Cosa sono gli acidi grassi e perché alcuni sono essenziali? Quali sono le fonti nutrizionali degli acidi grassi essenziali?
Quando si parla di grassi o lipidi è facile individuare alcuni nutrienti normalmente presenti nei cibi. Non tutti i grassi però sono uguali e, per alimentarci più consapevolmente, sarebbe utile comprenderne la classificazione.
Sentiamo spesso parlare di acidi grassi buoni e cattivi perché alcuni lipidi favoriscono l’insorgenza di patologie cardio-circolatorie mentre altri ne riducono l’incidenza. I grassi tra loro condividono alcune caratteristiche ma, allo stesso tempo, possono avere strutture differenti. Alcuni di questi possono essere introdotti solo con la dieta e per questo vengono definiti essenziali o indispensabili.
Cosa sono gli acidi grassi e perché alcuni sono essenziali
I grassi sono definiti acidi perché mostrano una struttura lineare formata da atomi di carboni e di idrogeni e una parte terminale che presenta un ossigeno e un idrogeno che facilmente può essere staccato sottoforma di ione positivo (H+). La capacità di perdere ioni positivi di idrogeno è una caratteristica di tutte le sostanze definite acidi.

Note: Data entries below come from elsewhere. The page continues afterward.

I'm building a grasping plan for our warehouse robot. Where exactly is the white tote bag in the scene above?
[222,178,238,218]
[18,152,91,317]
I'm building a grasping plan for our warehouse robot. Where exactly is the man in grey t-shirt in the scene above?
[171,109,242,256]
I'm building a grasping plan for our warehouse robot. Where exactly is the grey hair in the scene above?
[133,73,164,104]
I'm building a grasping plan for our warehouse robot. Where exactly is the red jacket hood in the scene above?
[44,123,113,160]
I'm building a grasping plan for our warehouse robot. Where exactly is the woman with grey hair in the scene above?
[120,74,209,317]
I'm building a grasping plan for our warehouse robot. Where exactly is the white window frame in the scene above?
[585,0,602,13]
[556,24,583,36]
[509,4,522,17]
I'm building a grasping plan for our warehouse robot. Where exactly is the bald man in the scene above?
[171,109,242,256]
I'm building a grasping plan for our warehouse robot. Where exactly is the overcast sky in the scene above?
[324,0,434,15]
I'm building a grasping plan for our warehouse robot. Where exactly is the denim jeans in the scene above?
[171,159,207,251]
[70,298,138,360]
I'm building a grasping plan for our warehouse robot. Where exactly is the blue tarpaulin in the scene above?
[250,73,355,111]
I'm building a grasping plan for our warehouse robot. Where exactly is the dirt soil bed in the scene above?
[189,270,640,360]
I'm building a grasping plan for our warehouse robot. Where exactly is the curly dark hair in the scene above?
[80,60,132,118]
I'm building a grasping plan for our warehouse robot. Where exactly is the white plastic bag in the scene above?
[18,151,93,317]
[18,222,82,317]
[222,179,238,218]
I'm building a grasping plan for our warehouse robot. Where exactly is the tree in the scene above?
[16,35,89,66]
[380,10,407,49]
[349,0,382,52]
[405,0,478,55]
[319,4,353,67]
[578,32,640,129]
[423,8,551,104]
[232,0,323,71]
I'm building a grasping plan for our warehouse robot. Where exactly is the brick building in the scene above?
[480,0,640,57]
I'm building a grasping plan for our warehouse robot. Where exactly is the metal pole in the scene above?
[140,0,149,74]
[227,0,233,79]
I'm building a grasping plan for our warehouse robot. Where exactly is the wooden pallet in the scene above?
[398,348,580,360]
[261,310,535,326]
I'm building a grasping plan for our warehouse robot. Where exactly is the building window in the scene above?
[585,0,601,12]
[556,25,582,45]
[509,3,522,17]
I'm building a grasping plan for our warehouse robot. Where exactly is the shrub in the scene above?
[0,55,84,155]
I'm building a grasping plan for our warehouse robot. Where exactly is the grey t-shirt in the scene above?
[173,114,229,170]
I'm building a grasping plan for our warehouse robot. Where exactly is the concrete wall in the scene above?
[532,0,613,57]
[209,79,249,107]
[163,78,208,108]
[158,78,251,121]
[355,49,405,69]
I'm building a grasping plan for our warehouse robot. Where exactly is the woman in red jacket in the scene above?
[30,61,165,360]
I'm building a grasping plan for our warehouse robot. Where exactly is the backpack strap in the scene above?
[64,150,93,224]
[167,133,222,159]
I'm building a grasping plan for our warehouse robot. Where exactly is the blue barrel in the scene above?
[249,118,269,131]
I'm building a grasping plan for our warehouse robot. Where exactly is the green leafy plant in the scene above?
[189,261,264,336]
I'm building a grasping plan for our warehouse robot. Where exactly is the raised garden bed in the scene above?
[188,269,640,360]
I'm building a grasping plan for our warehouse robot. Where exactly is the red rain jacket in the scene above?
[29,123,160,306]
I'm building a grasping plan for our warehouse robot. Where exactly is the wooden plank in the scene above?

Non tutti, però, presentano questa caratteristica in modo spiccato. Molti acidi sono estremamente reattivi (come quello cloridrico presente nello stomaco), ma nel caso dei grassi ci riferiamo ad acidi deboli senza le evidenti capacità corrosive di quelli forti. Come vedremo più avanti, la loro caratteristica acidità può comportare benefici per la salute.
Una classificazione dei grassi può essere fatta tenendo conto della catena carboniosa di cui sono composti. I grassi con carboni legati tra loro da singoli legami sono definiti saturi, mentre quelli che contengono uno o più doppi legami sono definiti insaturi.
Quando abbiamo un solo doppio legame ci riferiamo agli acidi grassi monoinsaturi, come nel caso dell’acido oleico presente nell’olio d’oliva. Se abbiamo più doppi legami ci riferiamo ad acidi grassi polinsaturi. Poiché il nostro organismo non è in grado di sintetizzarli, gli acidi grassi polinsaturi devono essere introdotti dall’esterno e da qui la definizione di essenzialità.
Tra i grassi polinsaturi possiamo considerare una classificazione più specifica in omega 3 e omega 6.
Il termine omega si riferisce all’ultimo carbone della catena, il numero individua il primo doppio legame a partire dal carbonio finale. Se l’acido oleico, un acido grasso monoinsaturo presente in alcuni oli vegetali, può essere ottenuto dalla conversione dell’acido stearico con l’aggiunta di un doppio legame, non siamo in grado di ottenere gli omega 3 e gli omega 6 per la mancanza degli adeguati enzimi necessari alla loro biosintesi.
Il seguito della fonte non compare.